The only difference is that now utility is also indexed by the class to which a respondent belongs \((c\in \{1,\ldots ,C\})\) and parameters are not individual-specific but rather class-specific. As in reality we have no way of knowing for sure which class an individual belongs to, this leads to a formula on the likelihood of class membership of the following form:

$$\begin{aligned} L\left( y_n |\mathbf{X}_{n}, \theta \right) =\sum \limits _c {\pi _c L_c (y_n |X_n ,\theta _{c})} \end{aligned}$$

where \(L_c (y_n |X_{n}, \theta _{c})\) is a likelihood conditional on being in class c:

$$\begin{aligned} L_{c}(y_n|X_n,\theta _{c})=\prod _{j}{\sum \limits _{i} {y_{ijn} \frac{\exp \left( V_{ijn}^{c}\right) }{\sum \limits _{k}{\exp \left( V_{kjn}^{c}\right) }}}}, \end{aligned}$$

and \(\pi _{c}\) is a set of parameters representing probability of being in given class to be estimated with restriction that \(\sum \nolimits _{c}{\pi _{c}}=1\). After estimation of the model, individual n’s probability score of being in class c can be estimated with Bayes’ formula:

$$\begin{aligned} p_{cn}=\frac{L_{c}(y_{n}|X_{n}, \theta _{c})\pi _{c}}{L(y_{n}|X_{n},\theta )}. \end{aligned}$$

Therefore it is a likelihood conditioned on being in class c, multiplied by the probability of being in this class, divided by an unconditional likelihood.

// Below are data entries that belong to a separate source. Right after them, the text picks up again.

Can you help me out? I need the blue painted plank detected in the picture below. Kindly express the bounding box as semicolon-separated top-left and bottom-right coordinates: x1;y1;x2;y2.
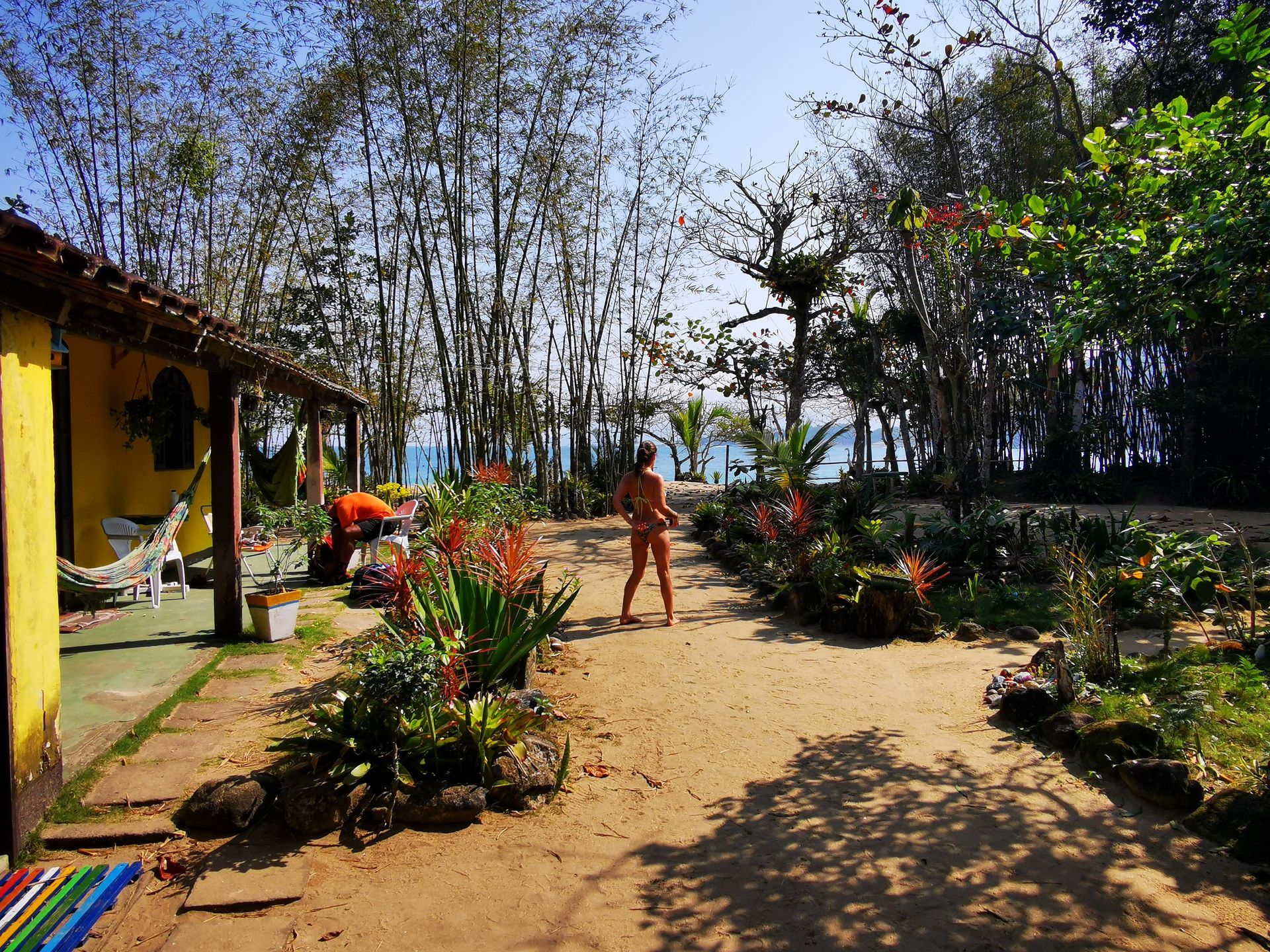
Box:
43;863;141;952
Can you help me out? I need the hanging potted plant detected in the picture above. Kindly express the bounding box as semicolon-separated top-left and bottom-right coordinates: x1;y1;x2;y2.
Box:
246;502;330;641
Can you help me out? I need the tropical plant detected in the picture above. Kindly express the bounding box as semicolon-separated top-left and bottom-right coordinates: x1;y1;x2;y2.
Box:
321;443;349;496
1054;548;1120;684
271;687;457;791
417;561;578;693
373;483;413;509
740;421;846;489
776;489;818;539
896;552;949;602
667;395;729;483
472;462;512;486
751;502;780;542
446;694;546;785
257;502;330;594
689;499;726;533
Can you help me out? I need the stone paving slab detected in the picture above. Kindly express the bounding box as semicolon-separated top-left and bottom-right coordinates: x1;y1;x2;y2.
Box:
216;651;287;672
40;816;185;849
335;608;380;635
84;758;202;806
198;674;278;701
128;727;229;764
161;915;294;952
164;701;251;727
184;847;312;910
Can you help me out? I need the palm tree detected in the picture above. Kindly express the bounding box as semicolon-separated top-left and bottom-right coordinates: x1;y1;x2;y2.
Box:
667;395;728;476
740;420;846;489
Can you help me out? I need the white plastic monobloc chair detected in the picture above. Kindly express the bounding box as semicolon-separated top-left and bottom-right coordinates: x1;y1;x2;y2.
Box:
348;499;419;569
102;516;189;608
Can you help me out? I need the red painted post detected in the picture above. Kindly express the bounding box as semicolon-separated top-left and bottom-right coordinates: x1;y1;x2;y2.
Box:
305;397;326;505
344;410;362;493
207;371;243;641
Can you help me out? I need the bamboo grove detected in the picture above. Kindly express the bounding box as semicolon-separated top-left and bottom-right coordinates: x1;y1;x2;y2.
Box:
7;0;1270;510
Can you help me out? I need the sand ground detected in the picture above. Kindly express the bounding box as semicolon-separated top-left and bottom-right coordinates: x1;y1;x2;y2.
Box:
94;518;1270;952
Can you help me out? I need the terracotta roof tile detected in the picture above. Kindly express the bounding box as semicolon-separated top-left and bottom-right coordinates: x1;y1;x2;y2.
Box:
0;210;366;406
0;210;245;340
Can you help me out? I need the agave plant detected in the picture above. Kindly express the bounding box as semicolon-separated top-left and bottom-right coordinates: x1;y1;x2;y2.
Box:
896;552;949;602
419;479;461;538
446;694;546;785
740;420;846;489
415;551;578;692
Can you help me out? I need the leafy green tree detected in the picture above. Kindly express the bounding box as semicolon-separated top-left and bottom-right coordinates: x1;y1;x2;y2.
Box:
667;395;729;476
976;5;1270;495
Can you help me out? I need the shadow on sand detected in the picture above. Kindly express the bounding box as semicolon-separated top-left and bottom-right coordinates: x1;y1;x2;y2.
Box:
638;729;1257;952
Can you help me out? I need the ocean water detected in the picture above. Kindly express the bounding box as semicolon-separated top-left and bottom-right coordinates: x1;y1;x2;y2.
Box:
396;430;906;484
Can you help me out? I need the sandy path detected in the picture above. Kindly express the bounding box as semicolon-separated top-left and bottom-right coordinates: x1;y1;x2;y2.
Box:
99;519;1270;952
233;519;1267;952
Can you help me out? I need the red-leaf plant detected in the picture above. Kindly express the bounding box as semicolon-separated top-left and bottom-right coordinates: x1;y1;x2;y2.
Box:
472;463;512;486
435;516;470;565
753;502;777;542
472;526;544;600
896;552;949;602
776;489;816;538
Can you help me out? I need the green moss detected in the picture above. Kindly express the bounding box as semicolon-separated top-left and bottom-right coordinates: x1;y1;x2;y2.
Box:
1082;646;1270;785
931;584;1064;632
15;617;353;865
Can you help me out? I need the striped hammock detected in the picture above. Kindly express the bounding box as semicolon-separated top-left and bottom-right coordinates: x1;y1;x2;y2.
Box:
57;450;212;595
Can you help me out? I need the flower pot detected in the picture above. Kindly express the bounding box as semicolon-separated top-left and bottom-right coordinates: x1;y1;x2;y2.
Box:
246;592;300;641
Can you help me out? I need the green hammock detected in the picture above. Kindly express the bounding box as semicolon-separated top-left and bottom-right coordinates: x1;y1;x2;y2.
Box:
245;422;308;508
57;450;212;595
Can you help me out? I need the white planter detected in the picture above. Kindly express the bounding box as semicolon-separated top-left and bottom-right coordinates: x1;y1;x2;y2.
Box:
246;592;300;641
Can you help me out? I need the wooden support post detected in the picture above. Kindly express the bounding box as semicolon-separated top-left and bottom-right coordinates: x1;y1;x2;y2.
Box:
305;397;326;505
344;410;362;493
207;371;243;641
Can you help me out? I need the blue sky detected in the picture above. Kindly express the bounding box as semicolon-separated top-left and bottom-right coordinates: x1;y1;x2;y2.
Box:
664;0;853;167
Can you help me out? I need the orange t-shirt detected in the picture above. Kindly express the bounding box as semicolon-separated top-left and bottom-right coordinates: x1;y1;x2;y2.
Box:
330;493;394;530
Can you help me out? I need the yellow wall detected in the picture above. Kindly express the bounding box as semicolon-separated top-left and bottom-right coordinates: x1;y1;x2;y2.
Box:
65;335;212;566
0;307;61;791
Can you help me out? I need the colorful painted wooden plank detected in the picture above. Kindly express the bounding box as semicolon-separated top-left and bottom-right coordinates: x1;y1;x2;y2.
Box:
0;865;63;943
44;863;141;952
4;865;94;952
0;869;43;912
10;865;108;952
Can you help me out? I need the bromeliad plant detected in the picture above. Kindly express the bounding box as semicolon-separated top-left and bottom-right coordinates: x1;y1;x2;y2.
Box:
415;528;578;692
275;522;578;810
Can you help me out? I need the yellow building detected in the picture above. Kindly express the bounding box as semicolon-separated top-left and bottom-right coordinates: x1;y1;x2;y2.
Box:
0;211;366;855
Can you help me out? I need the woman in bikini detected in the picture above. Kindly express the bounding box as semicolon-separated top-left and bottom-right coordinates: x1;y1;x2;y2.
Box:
613;439;679;625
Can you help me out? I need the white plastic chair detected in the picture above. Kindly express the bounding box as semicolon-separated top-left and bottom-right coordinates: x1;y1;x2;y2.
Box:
199;505;278;588
348;499;419;569
102;516;189;608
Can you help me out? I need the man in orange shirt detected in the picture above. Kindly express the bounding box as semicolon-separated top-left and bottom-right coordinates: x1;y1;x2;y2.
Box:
326;493;394;566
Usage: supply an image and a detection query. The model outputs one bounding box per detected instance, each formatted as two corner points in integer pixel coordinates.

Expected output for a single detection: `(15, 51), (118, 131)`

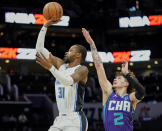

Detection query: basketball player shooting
(36, 20), (88, 131)
(82, 28), (145, 131)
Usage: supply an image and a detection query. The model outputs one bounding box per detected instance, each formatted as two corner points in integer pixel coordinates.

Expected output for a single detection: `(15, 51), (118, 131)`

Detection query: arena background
(0, 0), (162, 131)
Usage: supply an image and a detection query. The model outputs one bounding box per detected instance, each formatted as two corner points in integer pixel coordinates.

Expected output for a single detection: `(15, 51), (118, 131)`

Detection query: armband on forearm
(36, 26), (49, 59)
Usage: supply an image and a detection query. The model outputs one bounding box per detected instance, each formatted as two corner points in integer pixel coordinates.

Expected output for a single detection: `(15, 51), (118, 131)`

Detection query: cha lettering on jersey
(108, 100), (131, 112)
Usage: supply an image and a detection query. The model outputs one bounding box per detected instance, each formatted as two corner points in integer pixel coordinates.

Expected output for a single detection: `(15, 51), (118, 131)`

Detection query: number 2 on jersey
(114, 113), (124, 125)
(58, 87), (65, 98)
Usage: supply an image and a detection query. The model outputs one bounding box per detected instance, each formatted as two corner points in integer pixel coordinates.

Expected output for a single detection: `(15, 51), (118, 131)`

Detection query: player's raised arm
(36, 53), (88, 86)
(82, 28), (112, 104)
(36, 20), (64, 69)
(122, 61), (145, 105)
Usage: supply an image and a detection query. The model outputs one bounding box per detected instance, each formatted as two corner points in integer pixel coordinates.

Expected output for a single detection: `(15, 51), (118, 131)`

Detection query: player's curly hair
(115, 70), (138, 94)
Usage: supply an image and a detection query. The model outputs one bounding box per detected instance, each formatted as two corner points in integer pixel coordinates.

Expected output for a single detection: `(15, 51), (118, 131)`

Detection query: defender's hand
(43, 20), (59, 28)
(82, 28), (94, 44)
(36, 53), (52, 70)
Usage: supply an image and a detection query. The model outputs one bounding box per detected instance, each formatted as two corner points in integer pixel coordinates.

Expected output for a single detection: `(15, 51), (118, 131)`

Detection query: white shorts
(48, 111), (88, 131)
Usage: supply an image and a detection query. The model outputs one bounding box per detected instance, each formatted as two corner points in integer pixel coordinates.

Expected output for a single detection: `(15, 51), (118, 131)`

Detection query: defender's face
(64, 45), (78, 63)
(113, 76), (126, 88)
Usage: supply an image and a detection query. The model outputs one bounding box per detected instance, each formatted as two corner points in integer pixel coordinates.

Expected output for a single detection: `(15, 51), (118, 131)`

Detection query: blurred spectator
(18, 112), (28, 131)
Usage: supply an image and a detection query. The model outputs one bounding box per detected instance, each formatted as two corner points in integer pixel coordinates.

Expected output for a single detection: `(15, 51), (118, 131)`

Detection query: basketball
(43, 2), (63, 21)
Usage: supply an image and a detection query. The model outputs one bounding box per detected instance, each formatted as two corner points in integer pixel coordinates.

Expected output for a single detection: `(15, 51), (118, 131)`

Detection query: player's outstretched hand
(43, 19), (59, 28)
(36, 53), (52, 70)
(82, 28), (94, 44)
(121, 60), (129, 75)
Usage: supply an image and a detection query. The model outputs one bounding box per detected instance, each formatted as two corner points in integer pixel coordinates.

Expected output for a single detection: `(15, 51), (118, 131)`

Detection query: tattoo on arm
(90, 44), (102, 65)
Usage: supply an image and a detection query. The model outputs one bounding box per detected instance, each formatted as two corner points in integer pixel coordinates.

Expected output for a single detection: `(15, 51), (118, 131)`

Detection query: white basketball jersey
(55, 64), (85, 114)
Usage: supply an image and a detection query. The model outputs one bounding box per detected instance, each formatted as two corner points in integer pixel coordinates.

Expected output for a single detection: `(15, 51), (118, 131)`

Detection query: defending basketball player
(82, 28), (145, 131)
(36, 20), (88, 131)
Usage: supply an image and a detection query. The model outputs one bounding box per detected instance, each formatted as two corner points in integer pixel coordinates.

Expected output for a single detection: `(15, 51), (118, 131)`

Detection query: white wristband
(49, 66), (74, 86)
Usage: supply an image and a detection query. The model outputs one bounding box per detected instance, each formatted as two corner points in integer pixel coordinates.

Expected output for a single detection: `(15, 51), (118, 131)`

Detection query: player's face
(113, 76), (127, 88)
(64, 45), (78, 63)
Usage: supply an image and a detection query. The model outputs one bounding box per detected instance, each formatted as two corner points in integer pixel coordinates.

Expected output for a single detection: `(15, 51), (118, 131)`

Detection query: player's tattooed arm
(90, 43), (103, 66)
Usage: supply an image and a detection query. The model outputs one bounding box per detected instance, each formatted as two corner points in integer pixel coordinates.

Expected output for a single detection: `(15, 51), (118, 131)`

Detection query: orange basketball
(43, 2), (63, 21)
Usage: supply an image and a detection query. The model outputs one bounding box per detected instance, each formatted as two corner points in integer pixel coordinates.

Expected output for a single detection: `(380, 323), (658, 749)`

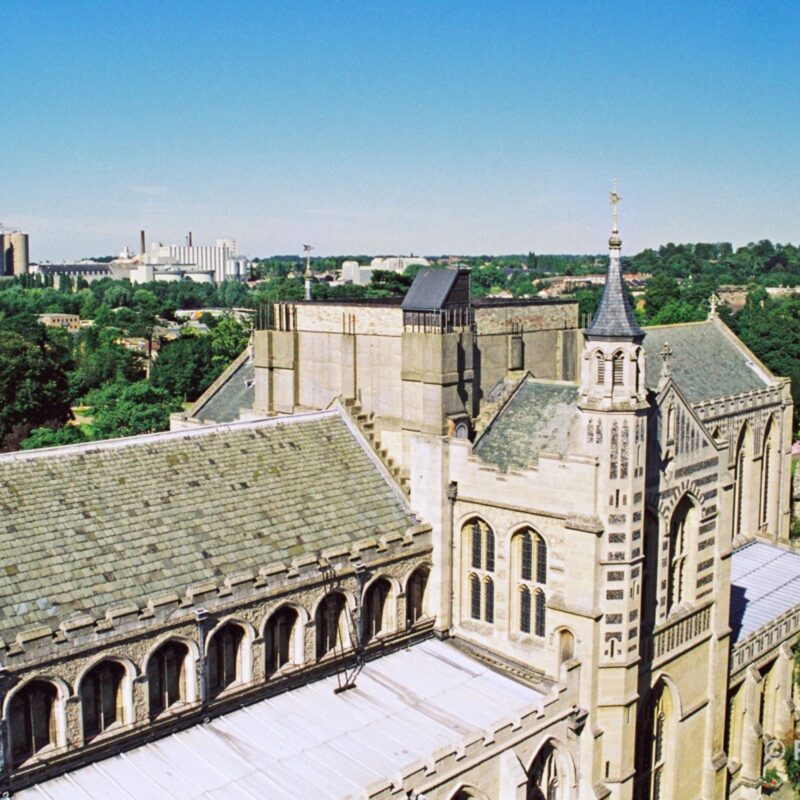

As a final step, we extrapolated the conditional probability scores. For extrapolation we once again used the regression Kriging method, but this time we used hierarchical logit regressions to assure that extrapolated class memberships probabilities add to one. Under this framework a series of logit models is estimated with dependent variables being \(Q_{ic}=\mathbf{I}_{\{P_{ic}=\mathop {\max }\limits _{j}(P_{ij})\}}\) and a 2-D smooth spline function of latitude and longitude as an independent variable. For the first class we estimated an unconditional membership probability. For each of the other classes we estimated additional binary logit models conditional on respondents not being members of previous class(es). These results were extrapolated over the whole map using fitted probabilities resulting from these models. The unconditional probabilities of belonging to every class can then be calculated using unconditional probability estimated for the first class and conditional probabilities for all other classes.

3 Data

3.1 Discrete Choice Experiment

The dataset used in this study was investigated in Czajkowski et al. (2014a) and Czajkowski et al. (2014b). The original survey was conducted in 2010 on a representative sampleFootnote 4 of 1001 Polish adults. The main objective of the survey was to find the most important biodiversity and recreation attributes of Polish forests for the general public. After intensive qualitative studies, three attributes were selected to describe the environmental management options for national forests, namely: (1) passive protection of the most ecologically valuable forests in Poland,Footnote 5 (2) reducing the amount of litter (garbage, rubbish) in forests through tougher law enforcement and by increasing forest cleaning services and (3) increasing the level of recreational infrastructure, such as way-marking of trails. In all cases, respondents were asked whether they would support a particular policy change for the environmental management of all publicly-owned forests in Poland, which currently comprise 82 % of all forests in Poland.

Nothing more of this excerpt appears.